In today’s #apaperaday, Prof. Aartsma-Rus reads and comments on the paper titled: Sources of variation in estimates of Duchenne and Becker muscular dystrophy prevalence in the United States

The last TREAT-NMD TACT themed paper is not about clinical and preclinical studies but on sources of variation for prevalence of Duchenne and Becker by Whitehead et al in Orphanet Journal on Rare Diseases. Doi 10.1186/s13023-023-02662-0. Knowing the prevalence of a disease is important for rare disease trial planning. If a disease is more or less prevalent in specific countries for instance that has consequences for trial planning.

Prevalence calculations are done through public healthcare surveillance. From these findings in catchment areas extrapolations & generalizations are made. For rare diseases this can lead to uncertainty due to differences in prevalence between catchment area and other populations.

Extrapolating from a small sample size risks over- or underestimating prevalence or incidence. E.g. the 1 in 3600 incidence for Duchenne is widely cited (sometimes as 1 in 3500) from a small sample size. Larger newborn screening efforts consistently come to 1 in 5000.

Back to the study: Here authors from the MD Star NEt, which collects information on dystrophinopathy patients in the USA, looked for sources of variability and uncertainty with regards to dystrophinopathy prevalence. Authors performed a literature review and a survey.

For a complete list of factors affecting variability I refer to the paper. Highlighted factors: misclassification of patients and migration. Specifically for rare diseases small numbers and regional differences in incidence cause uncertainty.

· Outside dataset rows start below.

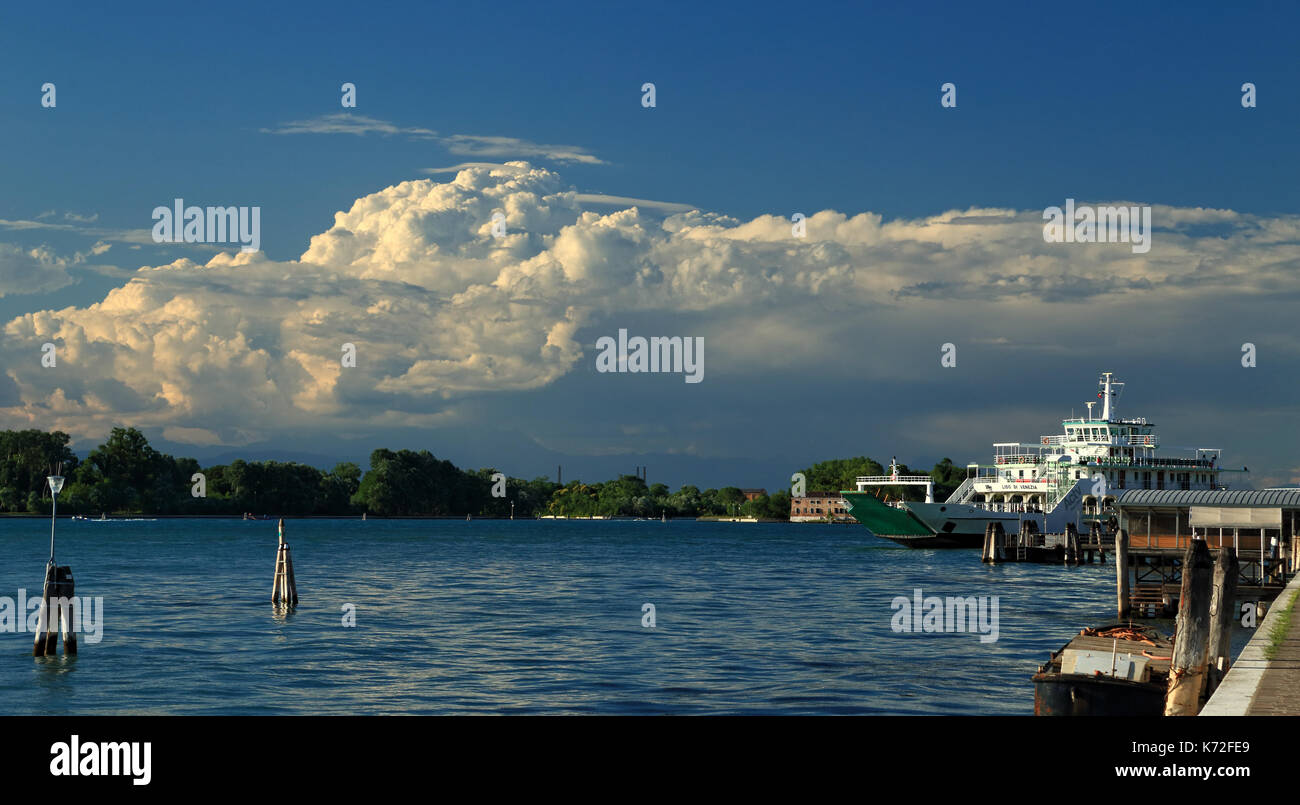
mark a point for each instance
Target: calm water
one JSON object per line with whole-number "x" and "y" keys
{"x": 529, "y": 617}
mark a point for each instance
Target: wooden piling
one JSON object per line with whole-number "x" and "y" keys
{"x": 1192, "y": 633}
{"x": 1222, "y": 615}
{"x": 284, "y": 588}
{"x": 1122, "y": 574}
{"x": 46, "y": 643}
{"x": 66, "y": 594}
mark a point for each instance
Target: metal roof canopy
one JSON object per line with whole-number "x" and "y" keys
{"x": 1235, "y": 516}
{"x": 1177, "y": 498}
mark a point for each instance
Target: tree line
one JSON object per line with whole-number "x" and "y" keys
{"x": 125, "y": 475}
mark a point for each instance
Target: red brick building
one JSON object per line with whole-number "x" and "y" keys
{"x": 819, "y": 507}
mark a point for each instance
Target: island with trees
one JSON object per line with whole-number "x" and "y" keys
{"x": 125, "y": 475}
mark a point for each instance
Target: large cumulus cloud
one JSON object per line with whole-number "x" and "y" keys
{"x": 441, "y": 310}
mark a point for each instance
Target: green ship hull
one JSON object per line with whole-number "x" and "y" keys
{"x": 937, "y": 524}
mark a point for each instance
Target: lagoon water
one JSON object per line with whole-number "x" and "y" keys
{"x": 529, "y": 617}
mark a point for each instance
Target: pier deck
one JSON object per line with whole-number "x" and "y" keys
{"x": 1256, "y": 684}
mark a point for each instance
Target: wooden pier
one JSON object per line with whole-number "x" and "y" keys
{"x": 1152, "y": 576}
{"x": 1069, "y": 548}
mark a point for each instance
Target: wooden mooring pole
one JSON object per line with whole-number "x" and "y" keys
{"x": 284, "y": 589}
{"x": 47, "y": 633}
{"x": 1222, "y": 615}
{"x": 1122, "y": 574}
{"x": 1192, "y": 632}
{"x": 56, "y": 614}
{"x": 991, "y": 533}
{"x": 1071, "y": 544}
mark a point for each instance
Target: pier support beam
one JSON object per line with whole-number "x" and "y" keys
{"x": 1122, "y": 574}
{"x": 1222, "y": 617}
{"x": 992, "y": 539}
{"x": 1192, "y": 633}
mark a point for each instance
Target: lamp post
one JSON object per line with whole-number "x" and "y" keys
{"x": 56, "y": 484}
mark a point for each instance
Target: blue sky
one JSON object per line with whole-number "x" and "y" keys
{"x": 761, "y": 109}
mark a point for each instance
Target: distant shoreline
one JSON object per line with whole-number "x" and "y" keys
{"x": 368, "y": 518}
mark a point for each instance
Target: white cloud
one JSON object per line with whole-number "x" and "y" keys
{"x": 441, "y": 311}
{"x": 31, "y": 271}
{"x": 460, "y": 145}
{"x": 343, "y": 122}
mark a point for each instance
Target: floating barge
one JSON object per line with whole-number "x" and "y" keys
{"x": 1112, "y": 670}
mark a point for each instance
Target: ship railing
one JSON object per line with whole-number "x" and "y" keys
{"x": 962, "y": 493}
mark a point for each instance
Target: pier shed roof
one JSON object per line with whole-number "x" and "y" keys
{"x": 1288, "y": 498}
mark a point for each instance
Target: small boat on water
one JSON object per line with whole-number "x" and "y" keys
{"x": 1110, "y": 670}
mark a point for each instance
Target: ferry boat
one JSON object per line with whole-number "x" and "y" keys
{"x": 1062, "y": 479}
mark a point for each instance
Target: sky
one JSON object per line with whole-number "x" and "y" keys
{"x": 923, "y": 228}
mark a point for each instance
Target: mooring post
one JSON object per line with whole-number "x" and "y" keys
{"x": 1122, "y": 574}
{"x": 1192, "y": 632}
{"x": 284, "y": 589}
{"x": 65, "y": 596}
{"x": 1222, "y": 615}
{"x": 44, "y": 643}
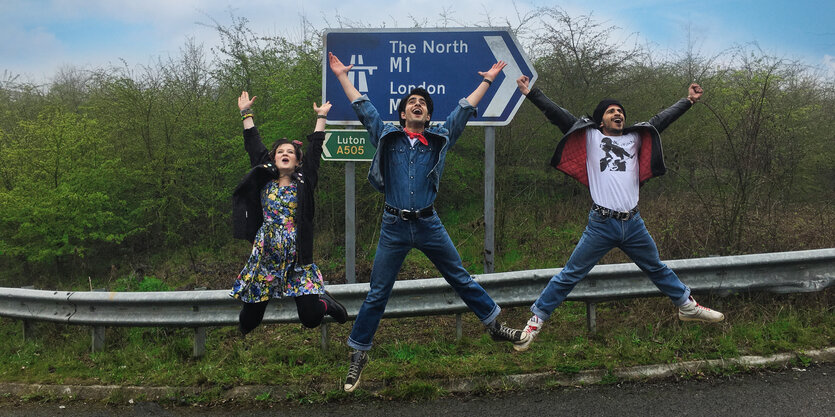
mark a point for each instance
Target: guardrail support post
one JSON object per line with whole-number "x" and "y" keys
{"x": 199, "y": 342}
{"x": 323, "y": 328}
{"x": 591, "y": 317}
{"x": 98, "y": 339}
{"x": 199, "y": 349}
{"x": 28, "y": 329}
{"x": 459, "y": 327}
{"x": 98, "y": 332}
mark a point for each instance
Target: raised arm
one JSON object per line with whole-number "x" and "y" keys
{"x": 321, "y": 115}
{"x": 489, "y": 76}
{"x": 557, "y": 115}
{"x": 667, "y": 116}
{"x": 245, "y": 106}
{"x": 256, "y": 150}
{"x": 341, "y": 71}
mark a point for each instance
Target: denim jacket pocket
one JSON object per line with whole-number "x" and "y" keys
{"x": 396, "y": 154}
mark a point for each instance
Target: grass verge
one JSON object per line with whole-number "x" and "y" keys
{"x": 411, "y": 355}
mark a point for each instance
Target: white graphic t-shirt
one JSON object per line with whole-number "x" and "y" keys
{"x": 612, "y": 164}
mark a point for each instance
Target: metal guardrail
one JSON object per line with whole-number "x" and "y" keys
{"x": 783, "y": 272}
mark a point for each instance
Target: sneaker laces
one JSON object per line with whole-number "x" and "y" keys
{"x": 355, "y": 367}
{"x": 503, "y": 331}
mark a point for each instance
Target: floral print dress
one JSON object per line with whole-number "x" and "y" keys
{"x": 271, "y": 270}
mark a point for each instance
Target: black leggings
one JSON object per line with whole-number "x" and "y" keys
{"x": 311, "y": 311}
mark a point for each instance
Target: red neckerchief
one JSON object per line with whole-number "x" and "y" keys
{"x": 418, "y": 136}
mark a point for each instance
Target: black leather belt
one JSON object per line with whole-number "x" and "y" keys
{"x": 617, "y": 215}
{"x": 411, "y": 214}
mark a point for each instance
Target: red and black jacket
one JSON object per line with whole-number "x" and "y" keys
{"x": 570, "y": 155}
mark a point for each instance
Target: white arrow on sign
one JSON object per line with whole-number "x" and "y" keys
{"x": 505, "y": 91}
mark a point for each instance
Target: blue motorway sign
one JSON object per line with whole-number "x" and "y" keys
{"x": 388, "y": 63}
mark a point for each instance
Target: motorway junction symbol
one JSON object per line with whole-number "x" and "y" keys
{"x": 388, "y": 63}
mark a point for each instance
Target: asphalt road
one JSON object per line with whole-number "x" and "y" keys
{"x": 788, "y": 392}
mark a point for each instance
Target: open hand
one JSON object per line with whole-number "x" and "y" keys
{"x": 494, "y": 71}
{"x": 244, "y": 102}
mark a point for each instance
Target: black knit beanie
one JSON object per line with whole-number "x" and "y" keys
{"x": 604, "y": 104}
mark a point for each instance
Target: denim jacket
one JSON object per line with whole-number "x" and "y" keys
{"x": 380, "y": 132}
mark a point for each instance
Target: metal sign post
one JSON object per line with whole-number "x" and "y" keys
{"x": 349, "y": 145}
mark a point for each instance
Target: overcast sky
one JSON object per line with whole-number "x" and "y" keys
{"x": 39, "y": 37}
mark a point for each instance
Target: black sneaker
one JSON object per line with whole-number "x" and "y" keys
{"x": 335, "y": 308}
{"x": 358, "y": 360}
{"x": 500, "y": 332}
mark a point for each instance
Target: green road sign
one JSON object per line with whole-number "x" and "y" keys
{"x": 347, "y": 145}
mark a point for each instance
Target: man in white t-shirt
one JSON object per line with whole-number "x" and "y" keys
{"x": 613, "y": 161}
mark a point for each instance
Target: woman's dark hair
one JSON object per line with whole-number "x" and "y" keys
{"x": 297, "y": 146}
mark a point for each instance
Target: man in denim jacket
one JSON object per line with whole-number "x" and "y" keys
{"x": 613, "y": 160}
{"x": 407, "y": 168}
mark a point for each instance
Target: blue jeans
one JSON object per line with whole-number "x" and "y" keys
{"x": 601, "y": 235}
{"x": 397, "y": 237}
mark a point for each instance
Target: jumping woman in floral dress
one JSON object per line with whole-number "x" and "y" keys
{"x": 273, "y": 208}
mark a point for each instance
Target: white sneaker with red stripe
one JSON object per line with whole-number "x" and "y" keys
{"x": 531, "y": 330}
{"x": 692, "y": 311}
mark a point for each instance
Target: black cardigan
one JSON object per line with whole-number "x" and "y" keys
{"x": 247, "y": 213}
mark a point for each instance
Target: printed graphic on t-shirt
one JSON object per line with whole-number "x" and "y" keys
{"x": 615, "y": 156}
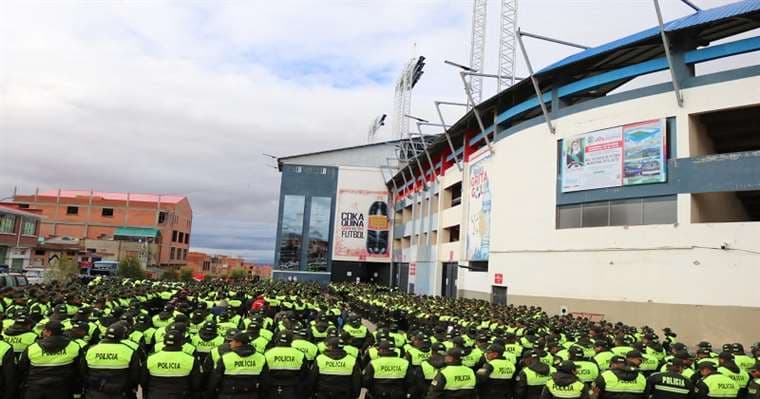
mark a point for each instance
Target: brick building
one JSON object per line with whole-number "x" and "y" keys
{"x": 157, "y": 228}
{"x": 19, "y": 230}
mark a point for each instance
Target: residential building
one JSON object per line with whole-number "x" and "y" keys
{"x": 19, "y": 229}
{"x": 112, "y": 225}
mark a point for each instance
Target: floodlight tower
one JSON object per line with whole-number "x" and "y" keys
{"x": 478, "y": 47}
{"x": 507, "y": 48}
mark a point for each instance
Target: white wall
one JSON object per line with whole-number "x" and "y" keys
{"x": 640, "y": 263}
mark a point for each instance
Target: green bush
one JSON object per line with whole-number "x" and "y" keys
{"x": 130, "y": 267}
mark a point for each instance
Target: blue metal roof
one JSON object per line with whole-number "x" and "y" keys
{"x": 689, "y": 21}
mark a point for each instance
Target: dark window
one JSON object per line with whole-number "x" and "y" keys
{"x": 480, "y": 266}
{"x": 628, "y": 212}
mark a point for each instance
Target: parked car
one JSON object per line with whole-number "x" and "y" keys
{"x": 13, "y": 280}
{"x": 35, "y": 275}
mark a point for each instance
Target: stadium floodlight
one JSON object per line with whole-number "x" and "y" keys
{"x": 418, "y": 119}
{"x": 539, "y": 94}
{"x": 666, "y": 45}
{"x": 460, "y": 66}
{"x": 375, "y": 126}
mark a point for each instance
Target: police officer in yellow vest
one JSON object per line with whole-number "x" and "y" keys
{"x": 20, "y": 334}
{"x": 170, "y": 372}
{"x": 565, "y": 384}
{"x": 670, "y": 384}
{"x": 287, "y": 370}
{"x": 49, "y": 368}
{"x": 388, "y": 376}
{"x": 335, "y": 373}
{"x": 531, "y": 380}
{"x": 712, "y": 384}
{"x": 496, "y": 378}
{"x": 753, "y": 390}
{"x": 8, "y": 379}
{"x": 111, "y": 369}
{"x": 239, "y": 374}
{"x": 620, "y": 381}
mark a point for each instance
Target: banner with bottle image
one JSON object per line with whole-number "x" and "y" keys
{"x": 618, "y": 156}
{"x": 363, "y": 226}
{"x": 479, "y": 211}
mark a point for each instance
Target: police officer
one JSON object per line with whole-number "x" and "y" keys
{"x": 620, "y": 381}
{"x": 565, "y": 384}
{"x": 49, "y": 368}
{"x": 531, "y": 380}
{"x": 713, "y": 384}
{"x": 110, "y": 368}
{"x": 730, "y": 369}
{"x": 454, "y": 380}
{"x": 20, "y": 334}
{"x": 753, "y": 390}
{"x": 388, "y": 376}
{"x": 495, "y": 379}
{"x": 7, "y": 370}
{"x": 171, "y": 372}
{"x": 240, "y": 372}
{"x": 671, "y": 384}
{"x": 336, "y": 374}
{"x": 287, "y": 370}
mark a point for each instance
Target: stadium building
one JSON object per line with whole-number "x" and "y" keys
{"x": 638, "y": 205}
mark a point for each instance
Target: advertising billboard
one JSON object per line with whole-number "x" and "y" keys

For working with medical records: incomplete data & extrapolation to areas with differences in demographics. Eg Duchenne patients generally pass away in the 2nd to 4th decade of life. If a catching area mainly has senior people the prevalence will not be correct when extrapolated from an area with younger people, nor will it be correct when extrapolated from the senior area to an area with younger population.

Age & ethnicity are the main factors influencing uncertainty & variation. You can make correction models to address this. However there is also an unknown component of 17%. Authors discuss knowing source of variability will help but if part is unknown there will be uncertainty.